I've Been to the Mountaintop: What's Up With the Title?

    I've Been to the Mountaintop: What's Up With the Title?

      Climb Ev'ry Mountain; Ain't No Mountain High Enough. (Go ahead. Sing. We're not listening.) The proverbial guru perched on a peak.

      Even Shmoop's own "Tough-o-Meter."

      Everywhere you look, it's mountains, mountains, mountains: they're one of our oldest metaphors for struggle, and also for the clear and far-reaching vision we're rewarded with at the top. And it's this image, both familiar and powerful, that Martin Luther King, Jr. uses to close his very last speech.

      Actually, though, "I've Been to the Mountaintop" isn't the official title. There is no official title, because this speech was improvised. But that's what everyone calls it. The name comes from the last paragraph, which alludes to the story of Moses, the Biblical leader who sees the Promised Land from the top of a mountain but never actually gets there. King tells his audience, "I've been to the mountaintop."
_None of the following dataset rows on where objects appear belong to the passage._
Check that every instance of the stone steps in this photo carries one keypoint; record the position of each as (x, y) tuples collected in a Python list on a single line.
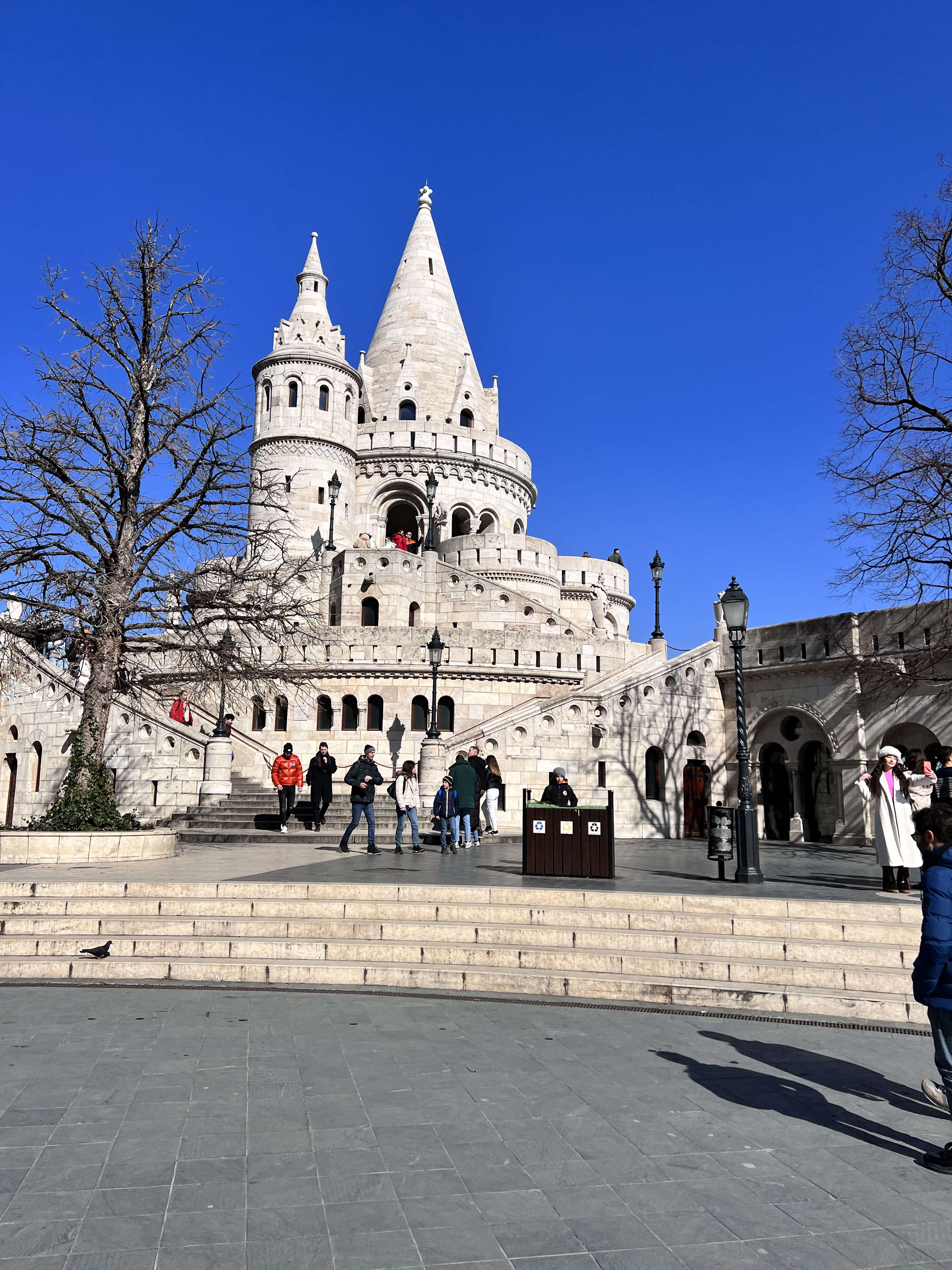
[(737, 953)]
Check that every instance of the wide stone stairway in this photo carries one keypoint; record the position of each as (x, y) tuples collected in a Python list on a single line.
[(739, 952), (251, 816)]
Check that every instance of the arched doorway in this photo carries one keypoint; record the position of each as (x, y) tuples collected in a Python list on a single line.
[(775, 785), (697, 785), (817, 779), (403, 519)]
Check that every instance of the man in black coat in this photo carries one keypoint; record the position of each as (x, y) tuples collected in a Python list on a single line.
[(319, 774), (559, 793), (479, 766), (362, 778)]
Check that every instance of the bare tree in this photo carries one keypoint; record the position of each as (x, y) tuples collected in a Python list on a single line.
[(125, 491), (894, 466)]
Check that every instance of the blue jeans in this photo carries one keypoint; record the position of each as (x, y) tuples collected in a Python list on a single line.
[(452, 823), (402, 821), (941, 1023), (356, 809)]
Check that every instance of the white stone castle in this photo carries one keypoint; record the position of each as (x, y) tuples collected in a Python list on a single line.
[(541, 671)]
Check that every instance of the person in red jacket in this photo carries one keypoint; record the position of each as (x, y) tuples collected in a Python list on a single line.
[(289, 779), (181, 710)]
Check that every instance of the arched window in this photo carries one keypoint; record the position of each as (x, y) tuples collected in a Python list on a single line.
[(375, 714), (419, 716), (446, 714), (654, 774), (370, 613), (460, 524)]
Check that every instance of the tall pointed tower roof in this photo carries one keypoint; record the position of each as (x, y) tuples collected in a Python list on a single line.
[(422, 323)]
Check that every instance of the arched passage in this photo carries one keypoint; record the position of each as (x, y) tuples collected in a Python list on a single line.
[(697, 787), (775, 785), (817, 779), (403, 519)]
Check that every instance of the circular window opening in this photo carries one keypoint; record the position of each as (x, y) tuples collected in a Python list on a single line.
[(791, 728)]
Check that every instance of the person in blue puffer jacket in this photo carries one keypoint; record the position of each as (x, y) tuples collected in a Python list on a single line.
[(932, 971)]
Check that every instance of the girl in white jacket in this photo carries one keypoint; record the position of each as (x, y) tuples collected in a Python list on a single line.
[(889, 787), (408, 799)]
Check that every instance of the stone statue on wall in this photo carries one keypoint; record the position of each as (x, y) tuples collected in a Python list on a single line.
[(600, 603)]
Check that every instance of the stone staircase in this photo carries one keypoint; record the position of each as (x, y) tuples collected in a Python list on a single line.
[(742, 953), (251, 818)]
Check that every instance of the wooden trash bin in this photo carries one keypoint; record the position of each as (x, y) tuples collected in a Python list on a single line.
[(568, 841)]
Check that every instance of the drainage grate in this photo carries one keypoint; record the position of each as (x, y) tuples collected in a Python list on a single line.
[(394, 994)]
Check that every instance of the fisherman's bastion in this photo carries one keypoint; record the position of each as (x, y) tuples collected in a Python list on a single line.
[(545, 666)]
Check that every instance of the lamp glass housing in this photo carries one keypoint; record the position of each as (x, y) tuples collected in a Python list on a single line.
[(737, 608)]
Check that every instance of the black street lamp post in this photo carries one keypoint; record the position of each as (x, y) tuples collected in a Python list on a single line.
[(225, 648), (436, 649), (737, 606), (657, 568), (432, 483), (333, 491)]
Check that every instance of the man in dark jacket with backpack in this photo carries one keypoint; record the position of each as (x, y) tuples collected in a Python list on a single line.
[(932, 971), (319, 779), (362, 778)]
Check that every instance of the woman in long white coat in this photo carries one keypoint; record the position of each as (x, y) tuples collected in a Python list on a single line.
[(889, 787)]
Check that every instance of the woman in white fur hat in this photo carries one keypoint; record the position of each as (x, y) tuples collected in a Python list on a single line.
[(888, 785)]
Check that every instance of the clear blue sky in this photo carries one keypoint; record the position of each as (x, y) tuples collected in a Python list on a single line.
[(657, 216)]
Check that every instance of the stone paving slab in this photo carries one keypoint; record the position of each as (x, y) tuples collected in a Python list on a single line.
[(271, 1131), (658, 867)]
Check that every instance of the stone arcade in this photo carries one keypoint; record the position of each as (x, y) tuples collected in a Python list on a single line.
[(541, 670)]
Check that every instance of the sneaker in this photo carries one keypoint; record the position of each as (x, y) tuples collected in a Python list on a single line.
[(936, 1095), (938, 1161)]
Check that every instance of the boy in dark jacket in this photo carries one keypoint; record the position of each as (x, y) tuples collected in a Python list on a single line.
[(446, 807), (560, 792), (932, 971), (466, 785), (362, 778), (319, 779)]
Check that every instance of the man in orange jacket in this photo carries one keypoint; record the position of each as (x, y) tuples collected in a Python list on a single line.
[(289, 778)]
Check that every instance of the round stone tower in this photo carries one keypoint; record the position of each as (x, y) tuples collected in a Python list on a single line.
[(306, 403)]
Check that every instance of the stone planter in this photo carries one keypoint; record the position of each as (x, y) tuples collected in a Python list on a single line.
[(81, 849)]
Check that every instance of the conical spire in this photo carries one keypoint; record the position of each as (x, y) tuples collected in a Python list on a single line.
[(422, 312), (310, 322)]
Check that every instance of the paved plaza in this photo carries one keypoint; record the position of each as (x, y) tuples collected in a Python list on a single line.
[(196, 1130)]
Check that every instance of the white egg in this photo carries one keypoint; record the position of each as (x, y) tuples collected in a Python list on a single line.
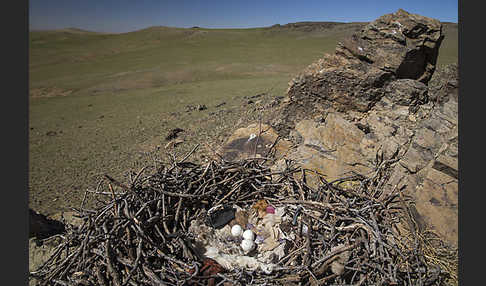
[(236, 230), (247, 245), (249, 235)]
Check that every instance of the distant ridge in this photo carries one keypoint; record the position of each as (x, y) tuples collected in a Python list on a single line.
[(304, 26)]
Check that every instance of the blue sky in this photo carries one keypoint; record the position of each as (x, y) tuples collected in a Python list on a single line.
[(130, 15)]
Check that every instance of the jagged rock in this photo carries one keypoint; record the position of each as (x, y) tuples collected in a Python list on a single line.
[(365, 67), (332, 148), (377, 98), (254, 141)]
      Dr. King uses the Promised Land story to assure his audience that African Americans' struggle for equality will definitely, unquestionably succeed, even without him: "We, as a people, will get to the Promised Land" (45.10). And the Civil Rights Movement did have to go on without him. Like Moses, MLK didn't live to see the future he imagined. But, at that moment, in his mind, he'd already reached the top of the mountain and seen the better world to come.